По всей Англии люди просыпались подавленные и озабоченные. Тони десять минут блаженствовал, прикидывая, как обновить потолок. Затем потянулся к звонку:
– Ее милость звонила?
– Да, сэр, четверть часа назад.
– В таком случае я буду завтракать у нее в комнате.
Тони надел халат и шлепанцы и прошел в Гвиневеру.
Бренда лежала на возвышении.
Она потребовала себе современную кровать. В изголовье стоял поднос, на одеяле валялись конверты, письма и газеты. Голова ее опиралась на крошечную голубую подушечку, ненакрашенное лицо казалось почти бесцветным, перламутрово-розовым, лишь чуть более насыщенного оттенка, чем шея и руки.
– Ну как? – сказал Тони.
– Целуй.
Он сел рядом с подносом, она наклонилась к нему (нереида, выныривающая из бездонной глуби прозрачных вод). Не подставила губы, а потерлась щекой о его щеку, как кошка. Такая у нее была манера.
– Что-нибудь интересное?
Он взял несколько писем.
– Ничего. Мама просит няню прислать мерку Джона. Она ему что-то вяжет к Рождеству. Мэр просит меня что-то там открыть в следующем месяце. Можно, я не буду, ну пожалуйста?
– Нет, по-видимому, придется согласиться: мы давно ничего для него не делали.

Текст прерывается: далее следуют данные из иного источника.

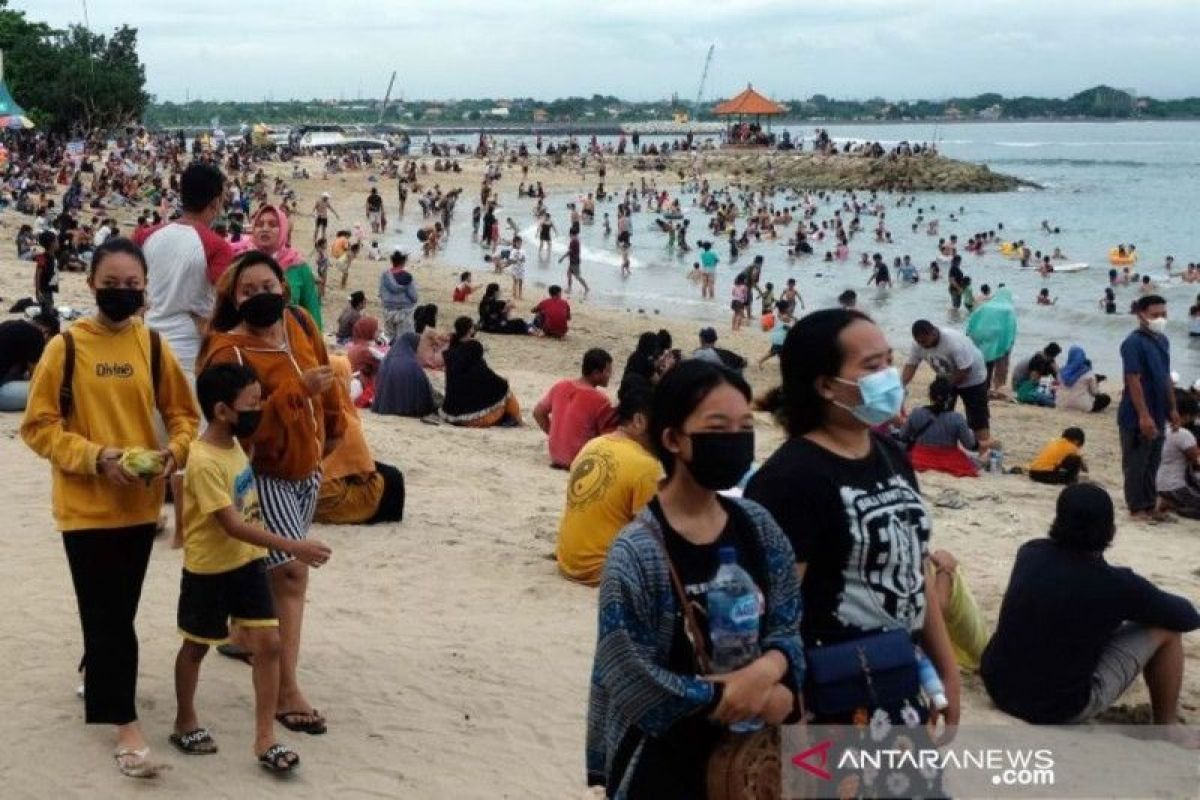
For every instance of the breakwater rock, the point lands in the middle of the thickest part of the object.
(811, 170)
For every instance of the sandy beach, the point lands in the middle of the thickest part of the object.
(448, 655)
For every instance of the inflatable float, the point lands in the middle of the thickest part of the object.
(1117, 259)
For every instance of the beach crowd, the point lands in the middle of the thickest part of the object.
(219, 376)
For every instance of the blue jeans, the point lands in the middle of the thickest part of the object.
(13, 396)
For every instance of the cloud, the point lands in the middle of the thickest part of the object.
(647, 49)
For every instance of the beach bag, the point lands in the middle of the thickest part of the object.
(743, 765)
(877, 671)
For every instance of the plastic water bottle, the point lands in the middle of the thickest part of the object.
(733, 612)
(930, 683)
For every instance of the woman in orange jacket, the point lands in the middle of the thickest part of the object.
(252, 324)
(93, 397)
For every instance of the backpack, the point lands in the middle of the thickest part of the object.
(66, 394)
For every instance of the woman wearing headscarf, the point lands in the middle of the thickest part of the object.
(271, 235)
(477, 397)
(1079, 388)
(993, 328)
(401, 385)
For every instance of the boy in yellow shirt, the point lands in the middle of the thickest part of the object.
(1060, 462)
(225, 567)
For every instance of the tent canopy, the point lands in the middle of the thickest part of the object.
(749, 103)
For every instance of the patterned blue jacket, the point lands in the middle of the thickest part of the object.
(639, 612)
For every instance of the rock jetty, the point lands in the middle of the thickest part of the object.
(810, 170)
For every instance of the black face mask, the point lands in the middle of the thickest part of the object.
(247, 422)
(119, 305)
(263, 310)
(720, 459)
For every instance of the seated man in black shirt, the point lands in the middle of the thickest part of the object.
(1075, 632)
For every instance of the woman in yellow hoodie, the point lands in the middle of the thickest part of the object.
(108, 516)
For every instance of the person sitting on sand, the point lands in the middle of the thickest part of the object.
(575, 411)
(431, 350)
(939, 435)
(1074, 631)
(1079, 386)
(713, 354)
(1179, 473)
(1060, 462)
(401, 385)
(355, 489)
(612, 479)
(225, 564)
(493, 314)
(349, 316)
(475, 397)
(652, 680)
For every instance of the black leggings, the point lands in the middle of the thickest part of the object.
(107, 567)
(1062, 475)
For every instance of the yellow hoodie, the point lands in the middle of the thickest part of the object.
(113, 407)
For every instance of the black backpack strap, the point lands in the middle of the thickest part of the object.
(155, 360)
(66, 394)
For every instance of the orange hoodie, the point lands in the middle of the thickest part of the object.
(291, 438)
(113, 407)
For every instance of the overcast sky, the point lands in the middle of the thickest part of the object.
(645, 49)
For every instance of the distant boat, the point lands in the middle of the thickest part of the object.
(336, 137)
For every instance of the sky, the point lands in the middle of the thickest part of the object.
(647, 49)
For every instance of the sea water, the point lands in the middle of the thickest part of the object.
(1103, 184)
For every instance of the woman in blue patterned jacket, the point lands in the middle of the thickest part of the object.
(653, 719)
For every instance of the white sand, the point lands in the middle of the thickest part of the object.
(445, 651)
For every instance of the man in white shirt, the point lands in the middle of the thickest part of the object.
(185, 260)
(955, 358)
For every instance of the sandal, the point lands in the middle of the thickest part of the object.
(279, 759)
(193, 743)
(311, 722)
(136, 763)
(237, 654)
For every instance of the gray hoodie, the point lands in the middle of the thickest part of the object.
(397, 289)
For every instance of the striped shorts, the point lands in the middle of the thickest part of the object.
(288, 509)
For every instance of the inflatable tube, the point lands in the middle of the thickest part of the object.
(1116, 259)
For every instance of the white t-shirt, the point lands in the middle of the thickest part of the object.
(185, 263)
(952, 353)
(1174, 467)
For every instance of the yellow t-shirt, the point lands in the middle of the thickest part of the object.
(217, 479)
(1053, 455)
(612, 479)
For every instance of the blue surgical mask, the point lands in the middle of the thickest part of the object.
(882, 396)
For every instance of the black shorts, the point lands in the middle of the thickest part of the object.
(975, 403)
(208, 602)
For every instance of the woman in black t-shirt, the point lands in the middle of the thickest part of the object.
(850, 505)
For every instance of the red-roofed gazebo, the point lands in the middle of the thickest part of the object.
(749, 104)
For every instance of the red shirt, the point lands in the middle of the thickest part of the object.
(556, 313)
(579, 413)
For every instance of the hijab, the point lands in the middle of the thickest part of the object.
(1077, 366)
(285, 254)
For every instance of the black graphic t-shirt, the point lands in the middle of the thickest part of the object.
(862, 529)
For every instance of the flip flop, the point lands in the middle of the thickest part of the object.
(193, 743)
(136, 763)
(279, 759)
(237, 654)
(312, 722)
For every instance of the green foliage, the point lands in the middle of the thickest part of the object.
(72, 80)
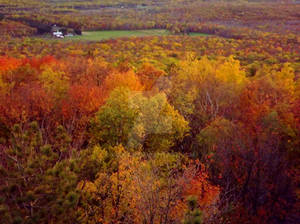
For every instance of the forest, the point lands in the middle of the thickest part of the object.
(153, 129)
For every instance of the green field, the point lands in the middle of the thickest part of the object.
(113, 34)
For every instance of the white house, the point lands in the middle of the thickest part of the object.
(58, 34)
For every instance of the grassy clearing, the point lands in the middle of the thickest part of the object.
(113, 34)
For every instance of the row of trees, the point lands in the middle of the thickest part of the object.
(200, 142)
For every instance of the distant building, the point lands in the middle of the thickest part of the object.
(56, 31)
(58, 34)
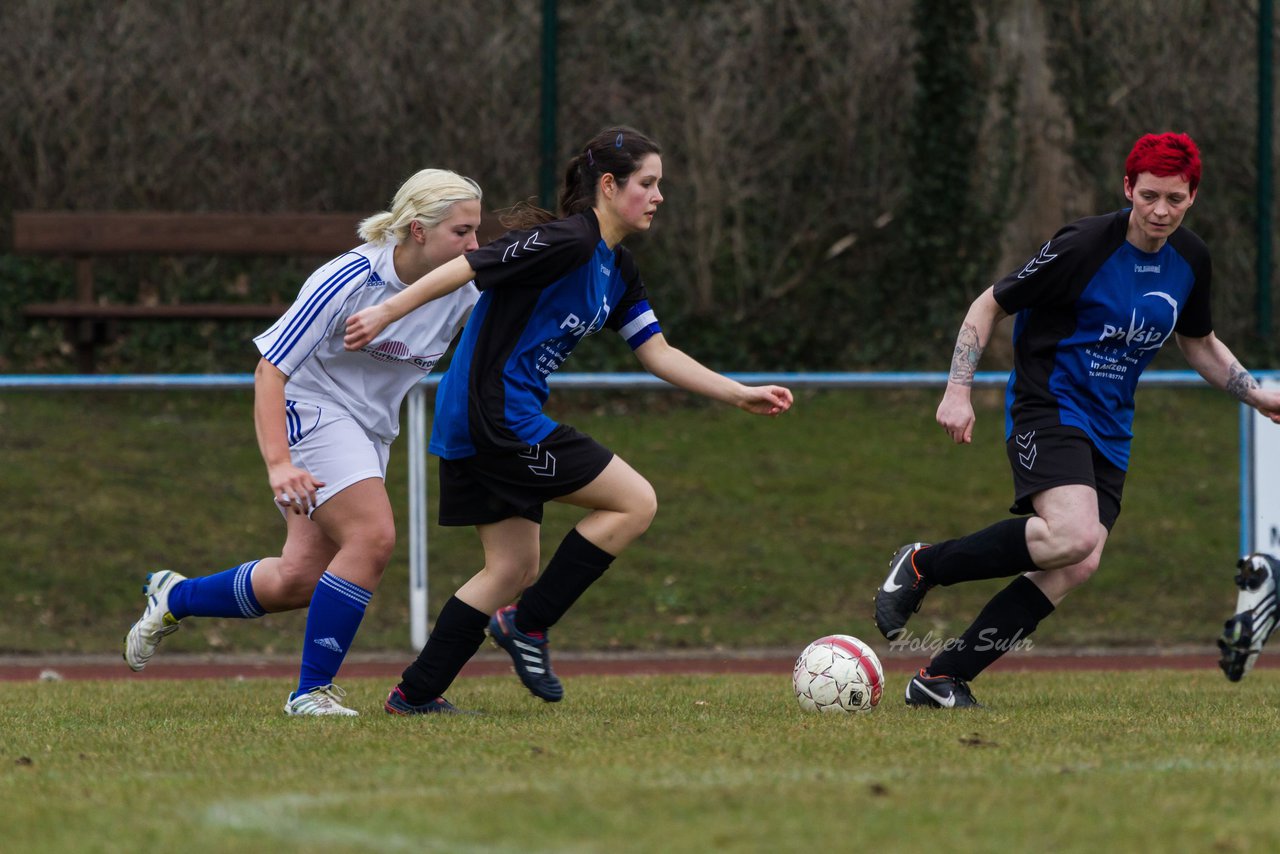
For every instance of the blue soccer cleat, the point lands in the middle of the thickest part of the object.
(530, 656)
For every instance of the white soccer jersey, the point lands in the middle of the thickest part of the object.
(369, 384)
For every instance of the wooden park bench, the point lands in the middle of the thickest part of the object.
(85, 236)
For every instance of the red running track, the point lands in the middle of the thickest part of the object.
(389, 665)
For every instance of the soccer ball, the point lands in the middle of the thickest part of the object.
(839, 674)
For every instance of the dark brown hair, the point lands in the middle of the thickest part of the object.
(617, 151)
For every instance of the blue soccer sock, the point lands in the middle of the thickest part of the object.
(337, 608)
(223, 594)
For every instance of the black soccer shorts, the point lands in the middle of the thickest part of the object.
(1057, 456)
(490, 487)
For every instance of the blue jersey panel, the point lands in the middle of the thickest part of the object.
(1123, 316)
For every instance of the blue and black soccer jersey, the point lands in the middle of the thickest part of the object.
(1092, 311)
(542, 291)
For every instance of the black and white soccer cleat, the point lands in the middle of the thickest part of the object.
(1247, 631)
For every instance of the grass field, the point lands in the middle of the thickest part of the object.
(769, 531)
(1057, 762)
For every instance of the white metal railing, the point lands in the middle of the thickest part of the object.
(1258, 444)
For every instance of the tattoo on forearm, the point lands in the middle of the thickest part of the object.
(1239, 382)
(964, 361)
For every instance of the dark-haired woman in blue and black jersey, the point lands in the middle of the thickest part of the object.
(544, 287)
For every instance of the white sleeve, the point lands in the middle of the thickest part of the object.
(309, 320)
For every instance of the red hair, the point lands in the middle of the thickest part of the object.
(1164, 155)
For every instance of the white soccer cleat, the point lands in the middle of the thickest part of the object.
(319, 702)
(146, 634)
(1247, 631)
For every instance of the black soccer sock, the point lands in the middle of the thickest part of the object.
(456, 636)
(575, 566)
(995, 552)
(1009, 619)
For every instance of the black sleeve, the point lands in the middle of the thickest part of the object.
(1054, 275)
(635, 291)
(1197, 316)
(534, 257)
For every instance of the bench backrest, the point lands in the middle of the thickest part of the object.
(169, 233)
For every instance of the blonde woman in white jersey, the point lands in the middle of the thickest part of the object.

– Ладно, только речь напишешь сам. Я уже состарилась для той девической, которая у меня была на все случаи жизни. Еще Анджела спрашивает: может, мы приедем на Новый год?
– Тут ответить просто. Ни за что на свете.
– Я так и думала… хотя, похоже, у нее будет забавно.
– Если хочешь, поезжай. А я никак не смогу вырваться.
– Да ладно. Я знала, что ты откажешь, еще до того как вскрыла письмо.
– Не понимаю, что за радость тащиться в Йоркшир посреди зимы…
– Милый, не злись. Все ясно, мы не едем. Я молчу. Просто мне казалось, что было бы занятно для разнообразия посидеть на чужих хлебах.
Горничная Бренды принесла второй поднос. Тони велел поставить его на подоконник и стал вскрывать письма. Он выглянул в окно. В это утро были видны лишь четыре шпиля из шести.